It was only a matter of time. The FBI is investigating at least one case in which a major corporation that was recently hacked retaliated against the perpetrators, according to a new report. The incident comes amid growing frustration in the business world over the government's apparent unwillingness to take severe action against nation-state-backed hackers that target U.S. businesses.
The devastating hack on Sony Pictures Entertainment that humiliated the studio and caused “The Interview” to be dropped from many movie theaters is only the latest high-profile infiltration. Target, Home Depot, Dairy Queen and JPMorgan Chase are just some of the major companies that have been targeted of late, with American rivals like Russia, China and Iran frequently getting the blame.

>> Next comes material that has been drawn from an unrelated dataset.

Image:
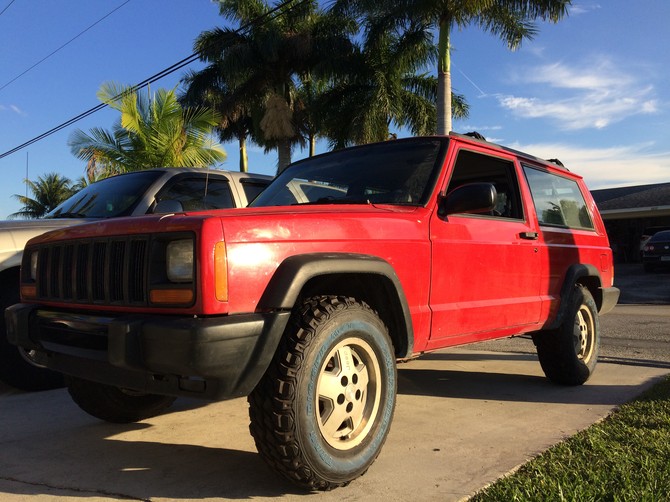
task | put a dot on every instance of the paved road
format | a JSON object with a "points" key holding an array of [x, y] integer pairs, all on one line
{"points": [[637, 331], [464, 418]]}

The private sector appears to be fed up with reluctant government responses and has begun to search for new ways to counterattack, according to a report in Bloomberg News. “It’s kind of a Wild West right now,” Rep. Michael McCall, R-Texas, chairman of the House Homeland Security Committee, told the news outlet, adding that it’s possible a number of companies are striking back “without getting permission. …They’re very frustrated.”
During a 2013 meeting, a JPMorgan executive reportedly asked U.S. officials to authorize the bank to strike at foreign hackers from offshore locations. That would have allowed Chase to fire back against the Quds Force, the Iranian military’s special forces unit suspected of launching a cyberattack at the bank. The feds nixed the plan, fearing the unpredictable international reaction and lack of unassailable evidence against Iran. Recent events have shown it can be nearly impossible to determine where a hack originated.
The FBI has consistently warned companies to avoid retaliation.
Still, sources told Bloomberg that companies are increasingly willing to respond if prodded. Look no further than Sony. When hackers calling themselves the Guardians of Peace leaked early copies of “Fury” and “Annie,” fake torrents of each movie appeared online, slowing down the computer of anyone who downloaded them. Sony has not spoken publicly on the matter.